Harry Hall

Personal information
- Full name: Harry Hall
- Date of birth: 4 May 1897
- Place of birth: Southwell, Nottinghamshire, England
- Date of death: 23 June 1924 (aged 27)
- Place of death: Beeston, Nottinghamshire, England
- Height: 5 ft 8 in (1.73 m)
- Position(s): Outside right

Senior career*
- Years: Team / Apps / (Gls)
- Pinxton
- 1921–1922: Lincoln City / 19 / (0)
- 1923: Darlington / 13 / (1)

= Harry Hall (footballer, born 1900) =

English footballer

Harry Hall (4 May 1897 – 23 June 1924) was an English footballer who played as an outside right in the Football League for Lincoln City and Darlington.

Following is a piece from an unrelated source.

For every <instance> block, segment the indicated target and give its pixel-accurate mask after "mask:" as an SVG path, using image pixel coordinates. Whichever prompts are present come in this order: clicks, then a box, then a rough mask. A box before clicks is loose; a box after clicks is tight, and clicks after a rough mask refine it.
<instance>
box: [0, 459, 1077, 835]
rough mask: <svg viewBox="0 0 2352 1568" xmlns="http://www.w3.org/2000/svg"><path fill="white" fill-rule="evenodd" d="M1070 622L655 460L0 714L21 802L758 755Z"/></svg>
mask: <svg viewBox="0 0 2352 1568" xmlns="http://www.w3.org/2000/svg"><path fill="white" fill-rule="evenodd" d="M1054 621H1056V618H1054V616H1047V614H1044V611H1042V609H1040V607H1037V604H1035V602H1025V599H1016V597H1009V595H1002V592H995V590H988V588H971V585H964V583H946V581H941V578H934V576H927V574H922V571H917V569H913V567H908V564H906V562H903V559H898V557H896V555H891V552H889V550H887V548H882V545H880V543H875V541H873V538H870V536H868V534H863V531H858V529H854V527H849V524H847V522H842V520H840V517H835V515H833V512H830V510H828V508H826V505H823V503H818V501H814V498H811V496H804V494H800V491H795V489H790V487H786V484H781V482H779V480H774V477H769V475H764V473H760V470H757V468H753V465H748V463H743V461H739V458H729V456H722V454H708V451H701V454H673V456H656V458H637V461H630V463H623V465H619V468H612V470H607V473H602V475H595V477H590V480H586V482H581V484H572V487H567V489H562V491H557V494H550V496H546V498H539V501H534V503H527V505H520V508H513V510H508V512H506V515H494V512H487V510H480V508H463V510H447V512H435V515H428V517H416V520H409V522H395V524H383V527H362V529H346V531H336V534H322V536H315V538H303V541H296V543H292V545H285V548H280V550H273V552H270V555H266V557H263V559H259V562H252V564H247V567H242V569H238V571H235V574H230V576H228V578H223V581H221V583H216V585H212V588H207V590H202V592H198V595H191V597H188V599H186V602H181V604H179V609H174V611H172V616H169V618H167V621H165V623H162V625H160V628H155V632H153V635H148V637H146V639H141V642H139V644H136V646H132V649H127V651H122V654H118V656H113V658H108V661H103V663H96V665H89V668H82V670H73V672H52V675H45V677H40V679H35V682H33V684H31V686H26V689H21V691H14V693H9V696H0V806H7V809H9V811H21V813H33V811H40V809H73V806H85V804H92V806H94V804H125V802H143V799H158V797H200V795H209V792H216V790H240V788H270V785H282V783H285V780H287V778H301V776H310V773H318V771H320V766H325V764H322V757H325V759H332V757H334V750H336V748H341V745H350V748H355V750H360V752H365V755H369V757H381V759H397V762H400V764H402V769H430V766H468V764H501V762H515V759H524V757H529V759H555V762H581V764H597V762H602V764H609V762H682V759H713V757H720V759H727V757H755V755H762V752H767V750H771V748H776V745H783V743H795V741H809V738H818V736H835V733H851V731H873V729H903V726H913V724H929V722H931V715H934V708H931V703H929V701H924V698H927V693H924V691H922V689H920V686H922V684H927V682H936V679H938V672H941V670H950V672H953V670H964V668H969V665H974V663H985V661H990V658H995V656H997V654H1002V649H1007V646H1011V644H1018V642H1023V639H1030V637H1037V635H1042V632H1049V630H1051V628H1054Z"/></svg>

Hall was born in 1897 in Southwell, Nottinghamshire, son of Charley Hall and Harriet Ann (née Kemp).

In the 1920–21 season, Hall played for Pinxton in the Derbyshire Senior League. Towards the end of the season, he joined Midland League club Lincoln City on trial. Having produced a good performance for the club's reserves, he made his senior debut on 30 April 1921 against Rotherham County. His corner led to Lincoln's opening goal in a 2–1 win that confirmed the club as champions, he was signed up for the season to come, and played in the remaining two matches of the Midland League season.

Lincoln were elected to the Third Division North, newly formed for 1921–22, and Hall made 16 appearances that season. He then signed for Third Division runners-up Darlington. He played in the first half of the campaign, but by December had lost his place to Thompson Kirkham, and finished the season with one goal from 13 league appearances.

Hall died of tuberculosis in 1924 at his parents' home in Beeston, Nottinghamshire. His only child, Frank, also succumbed to tuberculosis in 1927, and they are buried in the same unmarked grave in Beeston Cemetery.